Charter Advocate Questions Survey
This article is from the archive of The New York Sun before the launch of its new website in 2022. The Sun has neither altered nor updated such articles but will seek to correct any errors, mis-categorizations or other problems introduced during transfer.

A leading advocate for charter schools, Chester Finn, said a new survey showing the poor performance of charter school students isn’t an accurate reflection of the effectiveness of the schools.
Fourth-grade students attending charter schools are less likely to be proficient in math and reading than fourth-grade students attending regular public schools, according to a recent nationwide survey, the New York Times reported today.
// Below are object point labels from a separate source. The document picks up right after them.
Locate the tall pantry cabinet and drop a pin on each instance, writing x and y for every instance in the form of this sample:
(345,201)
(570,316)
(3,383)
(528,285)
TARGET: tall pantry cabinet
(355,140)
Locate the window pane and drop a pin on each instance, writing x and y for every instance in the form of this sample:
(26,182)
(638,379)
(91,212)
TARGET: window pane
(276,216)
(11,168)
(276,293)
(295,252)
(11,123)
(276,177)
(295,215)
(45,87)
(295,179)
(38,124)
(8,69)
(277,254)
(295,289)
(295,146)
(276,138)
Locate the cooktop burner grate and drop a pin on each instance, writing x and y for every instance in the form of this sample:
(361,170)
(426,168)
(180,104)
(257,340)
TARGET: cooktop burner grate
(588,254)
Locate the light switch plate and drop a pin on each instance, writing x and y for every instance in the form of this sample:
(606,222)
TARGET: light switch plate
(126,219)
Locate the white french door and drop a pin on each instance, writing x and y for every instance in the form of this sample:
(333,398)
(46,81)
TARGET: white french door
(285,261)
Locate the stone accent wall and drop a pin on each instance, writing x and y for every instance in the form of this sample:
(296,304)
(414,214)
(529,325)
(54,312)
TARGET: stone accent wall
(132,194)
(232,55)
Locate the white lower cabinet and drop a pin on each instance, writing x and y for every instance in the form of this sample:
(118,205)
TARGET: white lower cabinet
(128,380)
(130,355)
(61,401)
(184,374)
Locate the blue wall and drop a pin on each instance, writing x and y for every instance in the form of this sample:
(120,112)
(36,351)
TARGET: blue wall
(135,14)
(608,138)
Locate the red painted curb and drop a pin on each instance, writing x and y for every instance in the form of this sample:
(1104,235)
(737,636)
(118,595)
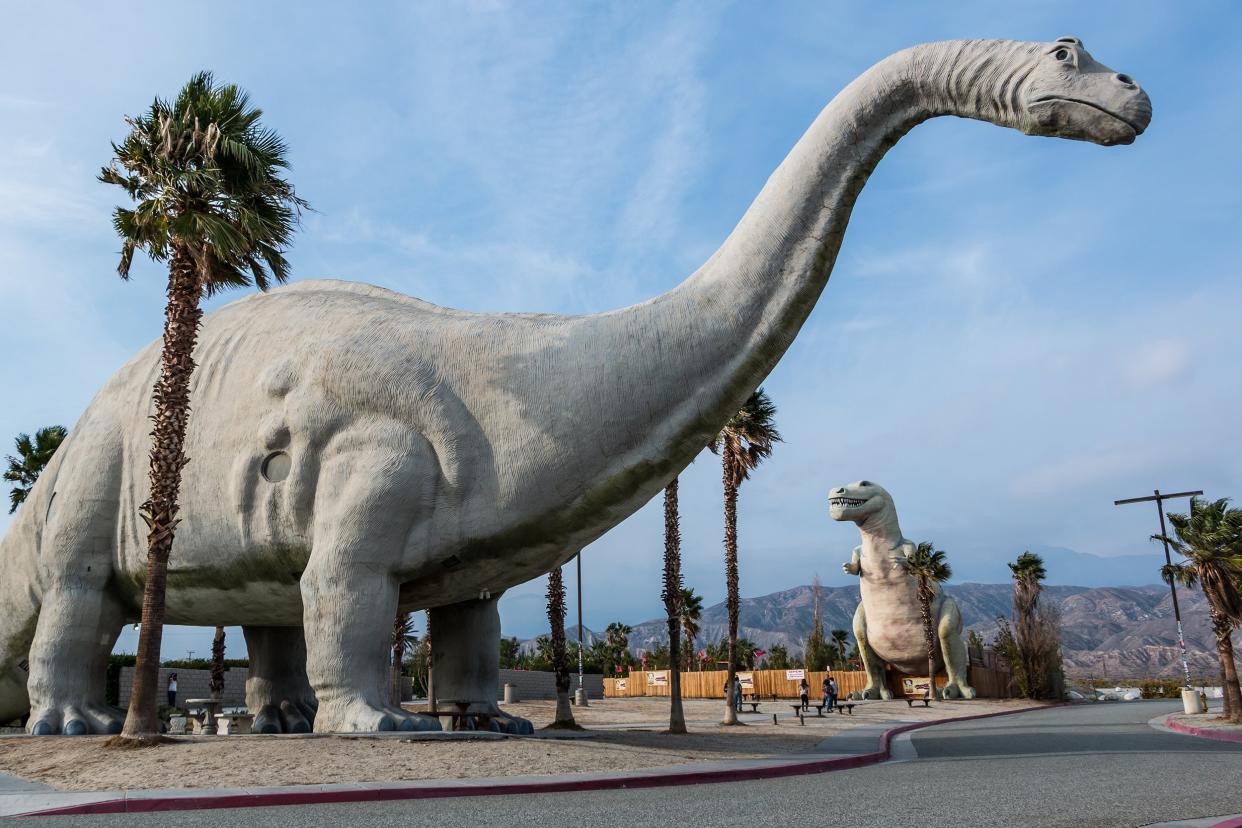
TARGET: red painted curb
(558,786)
(1204,733)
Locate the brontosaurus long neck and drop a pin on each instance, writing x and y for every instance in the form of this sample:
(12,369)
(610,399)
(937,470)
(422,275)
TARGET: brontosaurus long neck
(727,325)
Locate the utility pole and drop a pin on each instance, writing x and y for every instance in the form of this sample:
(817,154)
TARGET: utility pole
(1164,538)
(581,689)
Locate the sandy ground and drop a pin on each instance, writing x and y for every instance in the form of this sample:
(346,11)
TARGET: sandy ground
(625,735)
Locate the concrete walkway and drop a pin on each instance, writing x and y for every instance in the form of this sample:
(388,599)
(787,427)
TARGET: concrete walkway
(855,747)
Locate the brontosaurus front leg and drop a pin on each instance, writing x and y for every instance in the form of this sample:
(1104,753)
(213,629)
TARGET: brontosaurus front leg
(956,663)
(466,652)
(368,499)
(877,684)
(277,688)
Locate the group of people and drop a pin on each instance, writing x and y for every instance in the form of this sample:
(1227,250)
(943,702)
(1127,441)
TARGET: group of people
(830,693)
(829,687)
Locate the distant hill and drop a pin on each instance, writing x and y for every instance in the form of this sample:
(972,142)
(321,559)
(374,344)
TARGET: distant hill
(1106,631)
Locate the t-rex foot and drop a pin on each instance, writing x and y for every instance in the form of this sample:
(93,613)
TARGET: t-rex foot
(288,716)
(75,720)
(354,715)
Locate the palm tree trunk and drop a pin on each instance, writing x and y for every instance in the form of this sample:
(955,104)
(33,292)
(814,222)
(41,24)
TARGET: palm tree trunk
(559,662)
(673,606)
(217,664)
(172,397)
(1232,694)
(730,579)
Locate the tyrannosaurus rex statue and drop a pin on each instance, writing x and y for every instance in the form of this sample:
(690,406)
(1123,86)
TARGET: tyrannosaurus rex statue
(355,451)
(888,622)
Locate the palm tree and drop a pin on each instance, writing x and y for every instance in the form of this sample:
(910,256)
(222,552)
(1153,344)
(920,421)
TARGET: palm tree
(840,637)
(928,566)
(675,606)
(217,664)
(689,616)
(205,178)
(404,638)
(564,716)
(744,442)
(32,456)
(1210,539)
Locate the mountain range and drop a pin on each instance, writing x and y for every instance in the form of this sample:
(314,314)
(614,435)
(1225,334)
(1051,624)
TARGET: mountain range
(1106,632)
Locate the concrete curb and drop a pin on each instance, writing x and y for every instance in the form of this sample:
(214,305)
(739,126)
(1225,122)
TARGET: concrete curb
(138,802)
(1202,733)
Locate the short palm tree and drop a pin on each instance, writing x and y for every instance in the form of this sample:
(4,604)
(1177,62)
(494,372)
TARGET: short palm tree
(673,595)
(564,716)
(32,456)
(744,442)
(1210,539)
(928,566)
(210,200)
(404,639)
(689,615)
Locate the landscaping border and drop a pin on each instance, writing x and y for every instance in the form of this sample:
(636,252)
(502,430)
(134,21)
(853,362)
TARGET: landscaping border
(370,792)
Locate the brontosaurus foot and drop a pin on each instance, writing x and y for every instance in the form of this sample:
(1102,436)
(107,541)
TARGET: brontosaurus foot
(354,715)
(75,720)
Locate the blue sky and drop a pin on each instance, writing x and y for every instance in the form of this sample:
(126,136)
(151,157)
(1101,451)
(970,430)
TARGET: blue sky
(1017,332)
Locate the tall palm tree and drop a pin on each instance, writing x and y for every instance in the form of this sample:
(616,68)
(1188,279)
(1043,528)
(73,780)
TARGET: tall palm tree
(1210,539)
(928,566)
(840,638)
(210,200)
(689,616)
(564,716)
(404,639)
(675,598)
(32,456)
(744,442)
(217,664)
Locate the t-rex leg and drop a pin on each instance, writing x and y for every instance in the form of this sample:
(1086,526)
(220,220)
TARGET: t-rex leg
(466,658)
(956,664)
(877,684)
(277,688)
(368,499)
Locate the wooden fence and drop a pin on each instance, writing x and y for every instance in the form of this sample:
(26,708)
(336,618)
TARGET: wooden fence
(990,682)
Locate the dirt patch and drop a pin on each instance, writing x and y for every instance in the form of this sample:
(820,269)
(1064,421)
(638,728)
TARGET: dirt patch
(624,736)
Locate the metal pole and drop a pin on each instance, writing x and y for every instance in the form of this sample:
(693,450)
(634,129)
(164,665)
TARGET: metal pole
(1173,589)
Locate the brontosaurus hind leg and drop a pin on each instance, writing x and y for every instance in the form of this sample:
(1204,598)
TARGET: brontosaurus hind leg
(466,647)
(877,684)
(277,689)
(956,663)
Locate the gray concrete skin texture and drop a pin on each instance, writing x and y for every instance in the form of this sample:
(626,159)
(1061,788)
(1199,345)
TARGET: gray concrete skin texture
(1082,766)
(888,622)
(355,451)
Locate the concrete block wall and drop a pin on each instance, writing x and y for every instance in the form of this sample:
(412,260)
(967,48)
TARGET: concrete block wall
(190,684)
(532,684)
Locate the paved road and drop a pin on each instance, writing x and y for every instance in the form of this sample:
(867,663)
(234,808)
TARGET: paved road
(1084,766)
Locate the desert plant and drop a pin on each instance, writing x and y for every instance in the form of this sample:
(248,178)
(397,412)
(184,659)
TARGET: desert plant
(744,442)
(210,200)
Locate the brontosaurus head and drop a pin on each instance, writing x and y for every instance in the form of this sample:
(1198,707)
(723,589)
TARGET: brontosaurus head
(1068,94)
(860,502)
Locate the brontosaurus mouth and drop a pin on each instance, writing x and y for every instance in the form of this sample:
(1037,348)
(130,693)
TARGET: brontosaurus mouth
(1138,128)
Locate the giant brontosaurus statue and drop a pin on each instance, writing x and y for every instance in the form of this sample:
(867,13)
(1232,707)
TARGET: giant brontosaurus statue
(354,451)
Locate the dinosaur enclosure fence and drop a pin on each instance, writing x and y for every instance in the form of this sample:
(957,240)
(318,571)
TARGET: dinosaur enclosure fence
(990,682)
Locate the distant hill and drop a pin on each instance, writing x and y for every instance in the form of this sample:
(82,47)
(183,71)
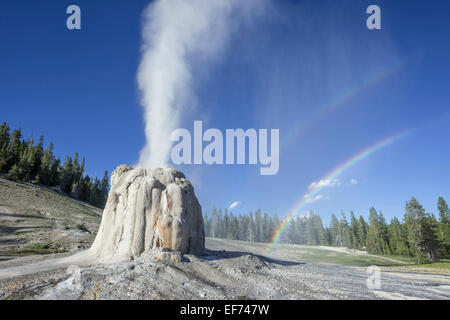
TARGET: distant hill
(38,220)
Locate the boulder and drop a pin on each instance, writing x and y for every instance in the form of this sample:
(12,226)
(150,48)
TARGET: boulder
(146,209)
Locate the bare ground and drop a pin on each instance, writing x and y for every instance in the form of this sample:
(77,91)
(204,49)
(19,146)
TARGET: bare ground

Mr. Finn, president of the Thomas B. Fordham Foundation, told The New York Sun that it is “premature” to judge how well charter schools are educating students because many of the schools are less than 4 years old.
“You don’t judge a person’s life when they are a kid, and you don’t judge a school’s effectiveness when it’s 3 years old,” Mr. Finn said. “Let’s see how they do in 2004, 2005, and 2006.”
Collected by the 2003 National Assessment of Educational Progress, the data shows that fourth-grade charter school students are about half an academic year behind their public school counterparts, according to the Times, which used figures given to it by the American Federation of Teachers, a major critic of the growing charter school movement.
The American Federation of Teachers calculated the figures from unsorted data available online. The U.S. Department of Education did not announce the findings, but the National Center for Education Statistics plans to release its own analysis, according to Mr. Finn.
Charter schools are publicly funded but independently operated, and there are about 3,000 in America and 50 in New York. Supporters argue they break up the monopoly of the public school system and have the advantage of being free from regulations that prevent public schools from hiring the most qualified teachers.
Opponents have argued that charter schools are less likely to succeed than other schools, that they funnel money away from public schools, and that they steal away the best students from other schools.
Mr. Finn said charter schools usually attract students who are struggling in regular public schools. “For obvious reasons, the kids who go to charter schools are more apt to be poor, minority, and urban,” Mr. Finn said. “They are more apt to be fleeing from a bad education somewhere.”